Viel besser steht es natürlich um die Hauptfiguren, die
im Großen und Ganzen erfreulich gut ausgearbeitet sind. Aidan Turner gelingt es
ausgezeichnet, Ross als einen Wandler zwischen den Welten darzustellen, der
zwar zur Oberschicht zählt und sich durchaus in der gehobenen Gesellschaft zu
bewegen weiß, sich in Wirklichkeit allerdings der Arbeiterschicht viel stärker
verbunden fühlt. Als Erbe seines verstorbenen Vaters ist es nun seine Pflicht,
sich um seine Untergebenen zu kümmern – eine Aufgabe, die er anders als viele seiner Standesgenossen mit großem Engagement angeht, indem er
gleich mal die geschlossene Mine wiedereröffnet, in der man Kupfer zu finden
hofft. Dafür muß er jedoch erst Investorengelder einsammeln, weshalb er
sich wie ein "Gentleman" verhalten und Kostümbälle besuchen muß und
ähnliche Sachen, bei denen er sich ausgesprochen unwohl fühlt. Daß Ross bei
seinem Tanz zwischen den Welten keineswegs fehlerfrei vorgeht, macht ihn nur
glaubwürdiger und sympathischer. Als aufgeklärter Zuschauer aus dem 21.
Jahrhundert will man ihn gar regelrecht anfeuern, wenn er sich gegen
Böswilligkeit, Gleichgültigkeit, Rückwärtsgewandtheit oder schlicht Dummheit erschreckend vieler seiner Standesgenossen auflehnt, die Ross schon mal (sinngemäß)
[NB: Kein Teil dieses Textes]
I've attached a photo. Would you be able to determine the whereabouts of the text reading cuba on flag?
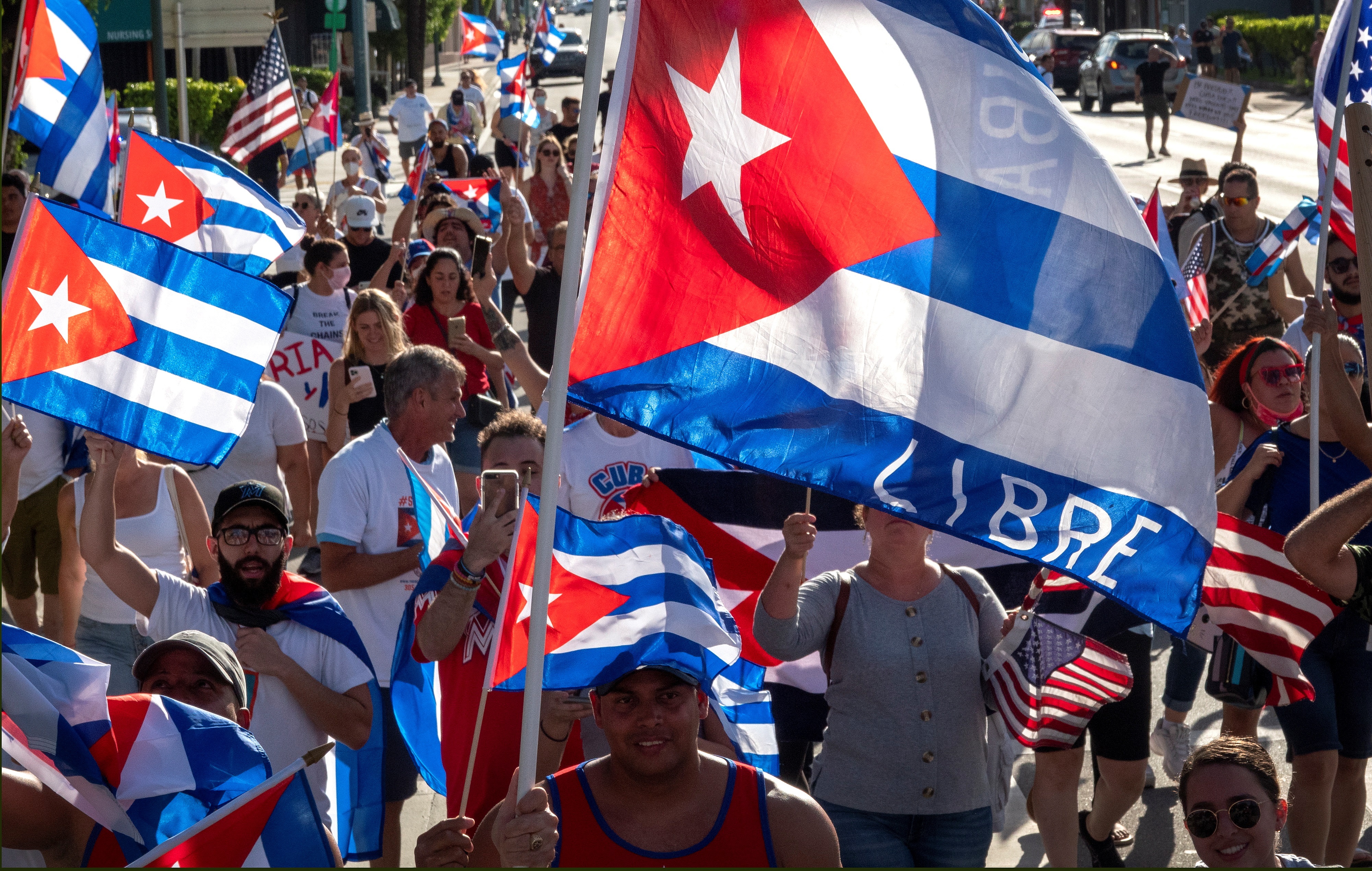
[0,196,289,465]
[568,0,1216,632]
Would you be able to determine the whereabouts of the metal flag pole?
[1309,0,1365,513]
[0,0,29,171]
[517,0,609,796]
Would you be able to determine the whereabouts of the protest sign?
[268,332,343,442]
[1172,74,1251,130]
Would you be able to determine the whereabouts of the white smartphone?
[347,366,376,399]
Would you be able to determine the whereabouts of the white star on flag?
[514,584,563,628]
[137,181,185,226]
[667,30,790,241]
[29,276,91,342]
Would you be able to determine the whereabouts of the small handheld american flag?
[220,29,299,163]
[984,612,1133,750]
[1181,240,1210,326]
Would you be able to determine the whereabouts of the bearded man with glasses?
[1187,170,1314,369]
[80,432,372,824]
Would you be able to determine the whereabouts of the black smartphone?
[472,236,491,278]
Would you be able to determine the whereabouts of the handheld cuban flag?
[460,12,505,60]
[129,745,336,868]
[443,178,502,233]
[0,624,272,866]
[10,0,110,211]
[119,130,309,276]
[534,0,567,66]
[1191,514,1343,706]
[395,139,434,203]
[569,0,1216,632]
[0,196,291,465]
[982,613,1133,750]
[491,495,740,690]
[1244,196,1320,287]
[200,572,386,861]
[285,73,343,173]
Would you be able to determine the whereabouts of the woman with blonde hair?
[325,289,410,455]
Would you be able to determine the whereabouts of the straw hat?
[1169,158,1220,184]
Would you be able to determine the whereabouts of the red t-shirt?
[403,300,495,398]
[410,549,583,823]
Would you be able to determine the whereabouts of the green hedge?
[1216,14,1328,75]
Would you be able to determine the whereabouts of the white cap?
[343,193,376,230]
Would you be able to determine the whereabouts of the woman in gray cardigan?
[753,506,1006,867]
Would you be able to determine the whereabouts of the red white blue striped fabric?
[1194,514,1342,706]
[984,613,1133,750]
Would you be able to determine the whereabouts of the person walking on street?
[1136,45,1185,160]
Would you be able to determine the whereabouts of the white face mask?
[329,266,353,291]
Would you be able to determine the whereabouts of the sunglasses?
[1187,798,1268,838]
[220,527,285,547]
[1258,363,1305,387]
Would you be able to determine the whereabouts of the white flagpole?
[1306,0,1364,513]
[519,0,609,796]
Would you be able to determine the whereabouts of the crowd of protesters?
[0,41,1372,867]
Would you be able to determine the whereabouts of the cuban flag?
[285,73,343,173]
[460,12,505,60]
[129,745,338,868]
[10,0,113,211]
[119,130,307,276]
[0,624,272,864]
[1244,196,1320,287]
[443,178,502,233]
[200,572,386,861]
[569,0,1216,632]
[491,495,740,690]
[534,0,567,66]
[0,199,291,465]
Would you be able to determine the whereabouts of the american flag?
[1314,0,1372,251]
[1181,240,1210,326]
[985,613,1133,750]
[1190,513,1342,705]
[220,30,299,163]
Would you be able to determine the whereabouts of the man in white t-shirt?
[317,344,466,867]
[557,414,696,520]
[80,453,372,826]
[387,78,434,176]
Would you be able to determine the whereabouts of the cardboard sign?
[1172,74,1251,130]
[266,333,343,442]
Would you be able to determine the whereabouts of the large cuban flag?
[10,0,110,211]
[119,130,307,276]
[0,199,291,465]
[571,0,1216,632]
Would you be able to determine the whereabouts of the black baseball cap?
[595,665,700,695]
[210,481,291,534]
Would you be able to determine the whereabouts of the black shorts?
[380,687,420,801]
[1039,630,1152,763]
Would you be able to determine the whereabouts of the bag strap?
[162,466,191,560]
[819,572,853,683]
[938,562,981,619]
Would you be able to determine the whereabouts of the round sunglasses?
[1187,798,1268,838]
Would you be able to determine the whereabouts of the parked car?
[530,27,586,85]
[1077,30,1185,112]
[1019,27,1100,97]
[1039,7,1087,27]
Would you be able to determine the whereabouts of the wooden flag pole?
[517,0,609,796]
[1309,0,1362,513]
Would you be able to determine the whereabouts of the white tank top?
[75,473,185,625]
raten, wenn er sich weniger mit dem Pöbel – den manche gar als eigene,
minderwertige Rasse ansehen! – abgäbe, müsse er sich auch nicht mit deren
unbedeutenden Nöten beschäftigen … Wie erwähnt, allzu subtil ist
"Poldarks" Kritik an der Obrigkeit nicht dargeboten, aber die zwar
plakativen, jedoch mitunter sehr pointierten Dialoge erfüllen allemal ihren Zweck, indem
sie Ross' Kampf gegen die gesellschaftlichen Windmühlen nur umso nachvollziehbarer
und bewundernswerter machen. Gleichzeitig schadet Ross aber mit seinem Stolz
und dem seinem Gerechtigkeitsempfinden entspringenden Jähzorn immer wieder
seiner Sache und denen, die von ihm abhängig sind.
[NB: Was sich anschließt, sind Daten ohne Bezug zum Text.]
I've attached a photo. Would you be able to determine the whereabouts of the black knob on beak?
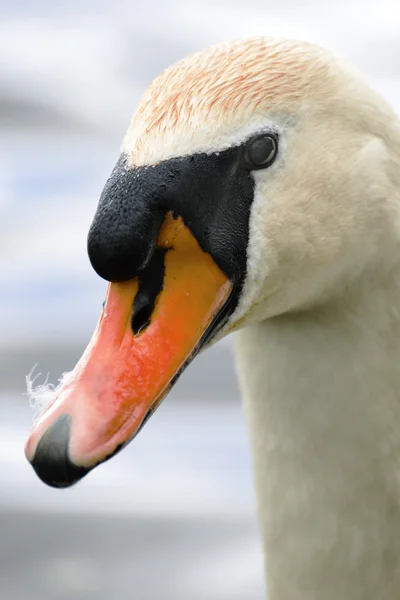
[88,156,164,281]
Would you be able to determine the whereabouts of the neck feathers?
[236,270,400,600]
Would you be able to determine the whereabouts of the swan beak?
[25,214,233,487]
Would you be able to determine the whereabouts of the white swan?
[26,38,400,600]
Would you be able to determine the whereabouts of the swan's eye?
[243,134,278,169]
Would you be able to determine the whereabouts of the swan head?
[26,38,400,487]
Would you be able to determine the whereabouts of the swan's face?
[27,39,396,486]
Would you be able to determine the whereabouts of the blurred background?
[0,0,400,600]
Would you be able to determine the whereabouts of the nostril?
[31,414,90,488]
[131,248,167,335]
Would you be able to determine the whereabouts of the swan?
[25,37,400,600]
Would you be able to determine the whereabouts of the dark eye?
[243,134,278,169]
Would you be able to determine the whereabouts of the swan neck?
[235,276,400,600]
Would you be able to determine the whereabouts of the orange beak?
[25,215,232,487]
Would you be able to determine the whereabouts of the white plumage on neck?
[235,262,400,600]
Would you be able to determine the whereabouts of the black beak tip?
[31,414,91,488]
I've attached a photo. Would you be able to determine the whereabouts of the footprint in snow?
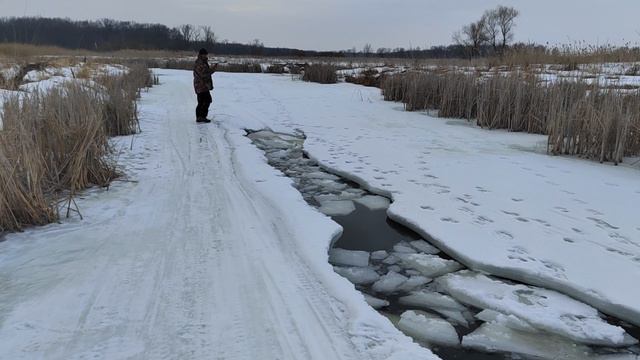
[474,215,494,225]
[496,230,513,240]
[440,217,460,224]
[587,217,620,230]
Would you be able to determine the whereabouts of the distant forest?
[0,17,540,58]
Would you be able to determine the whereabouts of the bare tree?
[494,5,520,51]
[178,24,196,42]
[482,9,500,53]
[200,25,217,45]
[362,43,373,56]
[453,17,488,56]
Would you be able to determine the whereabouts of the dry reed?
[0,66,157,233]
[302,64,338,84]
[382,72,640,164]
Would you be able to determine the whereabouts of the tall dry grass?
[302,64,338,84]
[382,72,640,164]
[0,63,157,233]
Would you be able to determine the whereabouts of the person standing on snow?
[193,49,218,123]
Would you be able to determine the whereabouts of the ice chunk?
[372,271,409,294]
[437,271,638,346]
[371,250,389,261]
[393,244,416,254]
[476,310,538,333]
[355,195,391,210]
[302,171,340,180]
[400,275,433,292]
[319,200,356,216]
[399,290,467,311]
[329,248,369,267]
[333,266,380,285]
[433,309,475,327]
[402,254,462,278]
[462,323,591,360]
[364,294,389,310]
[410,240,440,255]
[399,290,473,326]
[387,265,402,273]
[309,179,347,191]
[382,255,400,265]
[398,310,460,346]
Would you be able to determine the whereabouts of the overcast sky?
[0,0,640,50]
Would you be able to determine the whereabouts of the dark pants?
[196,91,213,119]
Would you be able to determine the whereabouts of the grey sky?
[0,0,640,50]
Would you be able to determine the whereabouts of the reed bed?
[0,63,157,234]
[302,64,338,84]
[382,72,640,164]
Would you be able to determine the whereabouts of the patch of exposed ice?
[371,271,409,294]
[382,254,400,265]
[364,294,389,310]
[437,271,638,346]
[371,250,389,261]
[398,310,460,346]
[318,200,356,216]
[398,254,462,278]
[399,290,467,311]
[355,195,391,210]
[329,248,369,267]
[333,266,380,285]
[400,275,433,292]
[476,309,539,333]
[393,243,417,254]
[410,240,440,255]
[462,323,591,360]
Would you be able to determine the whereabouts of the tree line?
[0,12,544,59]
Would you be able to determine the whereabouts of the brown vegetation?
[382,73,640,163]
[302,64,338,84]
[0,63,156,233]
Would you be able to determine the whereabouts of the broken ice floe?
[364,294,389,310]
[396,254,462,278]
[437,271,638,346]
[333,266,380,285]
[372,271,409,294]
[329,249,369,267]
[356,195,391,210]
[319,200,356,216]
[249,131,638,360]
[462,322,591,360]
[398,310,460,346]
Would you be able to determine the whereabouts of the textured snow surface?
[398,310,460,346]
[462,323,591,360]
[0,71,436,360]
[206,74,640,325]
[437,271,637,346]
[329,248,369,267]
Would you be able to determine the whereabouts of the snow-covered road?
[0,71,435,359]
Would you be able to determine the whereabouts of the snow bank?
[398,310,460,346]
[437,271,638,346]
[216,74,640,325]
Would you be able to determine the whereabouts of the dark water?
[332,203,420,252]
[332,203,514,360]
[248,132,640,360]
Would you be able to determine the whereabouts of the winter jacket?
[193,56,215,94]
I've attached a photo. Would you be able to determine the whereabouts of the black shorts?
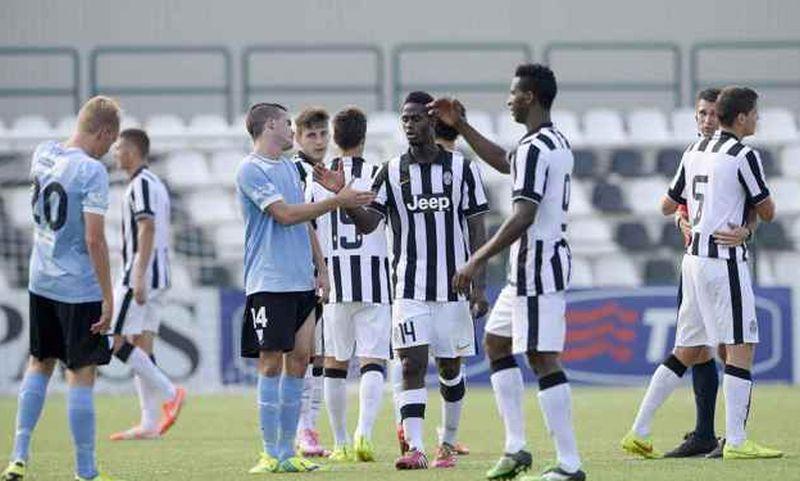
[29,292,111,369]
[242,291,317,358]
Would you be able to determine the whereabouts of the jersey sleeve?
[461,160,489,217]
[511,143,550,204]
[739,150,769,205]
[81,161,108,215]
[236,163,283,212]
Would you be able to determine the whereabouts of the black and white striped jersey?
[667,130,770,260]
[508,123,574,296]
[122,166,170,289]
[312,157,391,304]
[369,148,489,302]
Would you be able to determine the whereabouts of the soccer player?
[111,129,186,441]
[236,103,375,474]
[622,87,782,459]
[432,64,586,480]
[293,107,330,457]
[315,92,489,469]
[2,97,120,481]
[313,107,392,462]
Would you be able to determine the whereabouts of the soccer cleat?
[108,426,161,441]
[722,439,783,459]
[248,453,279,474]
[620,431,661,459]
[0,461,25,481]
[275,456,319,473]
[664,431,719,458]
[397,423,409,456]
[354,436,375,463]
[520,466,586,481]
[706,438,725,459]
[433,443,456,468]
[158,387,186,435]
[486,449,533,480]
[328,444,356,463]
[394,449,428,470]
[296,429,331,458]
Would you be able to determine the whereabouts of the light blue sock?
[278,374,303,461]
[258,376,280,458]
[67,386,97,479]
[13,372,50,462]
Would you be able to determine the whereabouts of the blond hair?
[78,95,121,134]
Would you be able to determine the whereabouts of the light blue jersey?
[236,153,314,295]
[28,141,108,304]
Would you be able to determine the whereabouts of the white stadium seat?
[628,109,671,142]
[583,109,627,145]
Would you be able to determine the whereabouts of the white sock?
[356,370,383,439]
[539,372,581,473]
[323,369,350,446]
[126,347,175,399]
[400,388,428,451]
[439,371,466,446]
[490,358,525,454]
[722,366,753,446]
[133,374,161,431]
[633,356,686,437]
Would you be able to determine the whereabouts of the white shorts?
[392,299,475,359]
[675,255,758,347]
[111,285,165,336]
[324,302,392,361]
[484,285,567,354]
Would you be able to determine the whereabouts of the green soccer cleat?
[722,439,783,460]
[248,453,279,474]
[486,449,533,480]
[354,436,375,463]
[275,456,319,473]
[0,461,25,481]
[620,431,662,459]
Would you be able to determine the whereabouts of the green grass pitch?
[0,385,800,481]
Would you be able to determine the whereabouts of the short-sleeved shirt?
[28,141,108,304]
[667,130,770,260]
[236,153,314,295]
[369,148,489,302]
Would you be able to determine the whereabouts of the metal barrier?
[241,44,385,111]
[0,47,81,113]
[89,45,233,122]
[689,40,800,102]
[392,43,533,105]
[544,42,683,106]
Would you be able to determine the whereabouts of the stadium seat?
[656,148,683,178]
[572,149,600,179]
[164,150,212,189]
[614,221,653,252]
[628,109,670,142]
[611,149,646,177]
[592,181,629,213]
[583,109,628,145]
[644,259,678,286]
[672,107,697,141]
[592,254,642,287]
[624,177,669,216]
Selbstverständlich ist Ross Poldark aber nicht nur ein
unermüdlicher Kämpfer für Gerechtigkeit, sondern auch ein Liebender, der
zwischen zwei sehr unterschiedlichen Frauen steht. Das ist zum Glück weniger kitschig umgesetzt als es
klingen mag, wenngleich die Serie nicht ganz auf seifenopernartige Elemente und ein paar klischeehaft übertriebene
Momente verzichten mag, wenn etwa Demelza erstmals in edler Gewandung auf einem
Ball erscheint und in Zeitlupe die Treppe herabschreitet,
während sich alle Augen bewundernd (oder eifersüchtig) auf sie richten. Aber
hey, "Poldark" ist nunmal auch ein romantisches Epos, da darf man derartige Stilmittel ruhig einsetzen, sofern sie nicht überdosiert werden (was hier
nicht der Fall ist). Und irgendwie gelingt es Autorin Horsfield und den beiden
Regisseuren, trotz der relativ großen Zeitspanne, die in dieser Staffel
abgedeckt wird, speziell die aufkeimende Beziehung zwischen Ross und Demelza
zum Seufzen schön voranzutreiben. Natürlich ist dem Publikum viel früher bewußt,
daß die beiden füreinander bestimmt sind als ihnen selbst, vor allem der noch
immer beleidigt Elizabeth hinterherschmachtende Ross braucht eine Weile,
bis er kapiert, was er für Demelza empfindet – typisch Mann halt. Aber das
ändert nichts daran, daß man sehr gern ihrer leicht holprigen Annäherung folgt
und sich auch dank eines angenehm unaufgeregt eingeflochtenen Humors ausgezeichnet
unterhalten fühlt, zumal Aidan Turner und Eleanor Tomlinson wunderbar
miteinander harmonieren. Die klangvolle und ausdrucksstarke, von Streichern
dominierte Musik von Anne Dudley ("Tristan & Isolde") trägt dazu ebenso bei wie die
eindrucksvollen Aufnahmen der wilden Küstenlandschaft von Cornwall, die mehr
als einmal die Stimmung der Protagonisten zu spiegeln scheint.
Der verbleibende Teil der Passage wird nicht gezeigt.